After a two-month election marathon, Ukraine's Verkhovna Rada finally has a chairman. He is Oleksander Tkachenko, the 59-year-old head of the Peasant Party, which is aligned with Socialist Oleksander Moroz's Left-Center faction in the Verkhovna Rada. Mr. Tkachenko is the new leader of the Parliament, a person who will guide the daily plenary sessions and formulate the agenda, a person whose views and beliefs should make an impression on the 450-member Parliament and guide it in developing legislation that will finally bring economic and social reform to this long-suffering country.

So what kind of leader is the new chairman?

He can't be called a leader by the example he sets. An organization he heads, the Land and People Agro-Industrial Association, owes the government $75 million for a loan from Citicorp on which the association reneged and which the government of Ukraine as the guarantor of the loan had to repay. Land and People was ordered to pay back the money (which was used to buy U.S. corn seed that turned out to be useless, along with foreign automobiles and industrial equipment) to the government after an investigation by the Procurator General's Office found the association liable.

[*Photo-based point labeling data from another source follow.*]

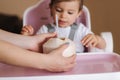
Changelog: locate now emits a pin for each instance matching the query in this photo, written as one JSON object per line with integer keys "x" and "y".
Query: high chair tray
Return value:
{"x": 88, "y": 66}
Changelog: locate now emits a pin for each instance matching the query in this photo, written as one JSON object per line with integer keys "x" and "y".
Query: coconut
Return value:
{"x": 54, "y": 43}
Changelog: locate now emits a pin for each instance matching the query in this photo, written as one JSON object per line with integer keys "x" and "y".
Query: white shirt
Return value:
{"x": 81, "y": 32}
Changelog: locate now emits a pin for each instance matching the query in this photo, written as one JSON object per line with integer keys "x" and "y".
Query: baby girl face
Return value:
{"x": 67, "y": 12}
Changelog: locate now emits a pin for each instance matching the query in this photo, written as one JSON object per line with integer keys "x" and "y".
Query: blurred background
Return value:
{"x": 105, "y": 16}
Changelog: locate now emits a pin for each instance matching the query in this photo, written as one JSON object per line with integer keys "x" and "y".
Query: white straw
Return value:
{"x": 57, "y": 24}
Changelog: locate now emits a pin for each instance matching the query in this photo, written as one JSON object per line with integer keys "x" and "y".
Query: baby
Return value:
{"x": 68, "y": 11}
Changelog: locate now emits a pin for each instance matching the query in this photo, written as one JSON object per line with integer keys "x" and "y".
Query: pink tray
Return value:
{"x": 86, "y": 64}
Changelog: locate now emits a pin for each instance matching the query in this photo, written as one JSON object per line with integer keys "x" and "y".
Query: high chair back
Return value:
{"x": 39, "y": 14}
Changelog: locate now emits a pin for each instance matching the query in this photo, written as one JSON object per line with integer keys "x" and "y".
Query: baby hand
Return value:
{"x": 90, "y": 40}
{"x": 27, "y": 30}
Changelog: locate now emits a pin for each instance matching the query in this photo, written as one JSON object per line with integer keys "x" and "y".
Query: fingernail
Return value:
{"x": 67, "y": 43}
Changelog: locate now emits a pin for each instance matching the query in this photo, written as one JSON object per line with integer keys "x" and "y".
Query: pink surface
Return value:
{"x": 86, "y": 64}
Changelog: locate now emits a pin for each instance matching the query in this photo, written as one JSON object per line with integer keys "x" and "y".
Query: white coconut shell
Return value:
{"x": 54, "y": 43}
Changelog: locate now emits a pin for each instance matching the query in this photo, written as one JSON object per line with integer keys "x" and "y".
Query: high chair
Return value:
{"x": 39, "y": 14}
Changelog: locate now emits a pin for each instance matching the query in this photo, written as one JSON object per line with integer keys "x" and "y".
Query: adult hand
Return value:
{"x": 55, "y": 62}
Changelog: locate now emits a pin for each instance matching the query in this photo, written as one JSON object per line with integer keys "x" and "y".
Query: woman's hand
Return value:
{"x": 55, "y": 62}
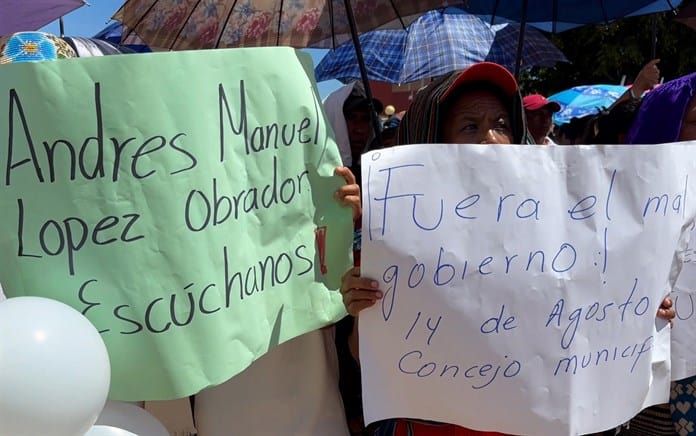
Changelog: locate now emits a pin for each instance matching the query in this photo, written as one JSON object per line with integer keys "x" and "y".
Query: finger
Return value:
{"x": 361, "y": 294}
{"x": 354, "y": 308}
{"x": 667, "y": 314}
{"x": 347, "y": 175}
{"x": 353, "y": 272}
{"x": 666, "y": 303}
{"x": 346, "y": 190}
{"x": 353, "y": 282}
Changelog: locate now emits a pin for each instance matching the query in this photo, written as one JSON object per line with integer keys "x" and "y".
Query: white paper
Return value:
{"x": 469, "y": 331}
{"x": 684, "y": 330}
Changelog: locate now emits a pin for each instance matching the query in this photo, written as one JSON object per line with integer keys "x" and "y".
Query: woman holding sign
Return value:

In the last Verkhovna Rada convocation, as the first vice-chairman he was the silent member of the Presidium, rarely heard from except when he chaired the proceedings in the absence of Chairman Moroz. So he does not lead by his words.

However, when he does speak, what comes out can startle. During his first nomination to the chairmanship, which failed, he responded to a question on the repayment of the money he owes the government by calling the national deputy who asked the question "a representative of the CIA." That national deputy happened to be Roman Zvarych, newly elected to the Verkhovna Rada from the Rukh faction, who gave up his U.S. citizenship in 1995 to become a Ukrainian citizen. And the statement was made from the podium of the Verkhovna Rada session hall before national deputies, the press and a national radio audience. Mr. Zvarych has denied the charges and filed a 150 million hrv ($75 million) slander suit against Mr. Tkachenko.

As the newspaper Den stated on July 8, one day after Mr. Tkachenko's election, "He is to a great extent a compromise choice. He is not altogether a leftist, but also not a centrist, and he is not a leader - that is certain."

The election of Mr. Tkachenko gives his colleague in the Verkhovna Rada, former Chairman Moroz, a puppet to carry out the agenda he had planned, after Mr. Moroz's attempt to re-take the chairmanship for himself was blocked by Rukh and the National Democrats. The two factions approached the elections of the chairman with the view that anybody was better than Mr. Moroz.

Rukh and the National Democrats worked closely with President Leonid Kuchma, who some say made every effort to block the election of Mr. Moroz because that would have given the former chairman a soapbox, almost literally, from which he could have begun his presidential campaign.

Mr. Tkachenko, like Mr. Moroz before him, strongly opposes the private sale of land, distrusts the International Monetary Fund and believes that the powers of the Office of the President must be curtailed and those of the Verkhovna Rada expanded - a general blueprint for maintaining the status quo, which would leave Ukraine as it is today, neither Soviet nor inclined towards the West.

So, Ukraine - which needs fresh, dynamic blood and new approaches to its myriad economic and social problems - now has a Parliament chairman, generally agreed to be the third most important political post after the president and the prime minister, who was chosen after 20 rounds and some 90 other candidates failed. The new chairman is a not very eloquent man who has a history of controversial financial schemes and who, to a large extent, may simply execute the political wishes and agenda of a man who wanted to use the same post as a springboard to higher office.

And for this Ukraine's citizens waited two months?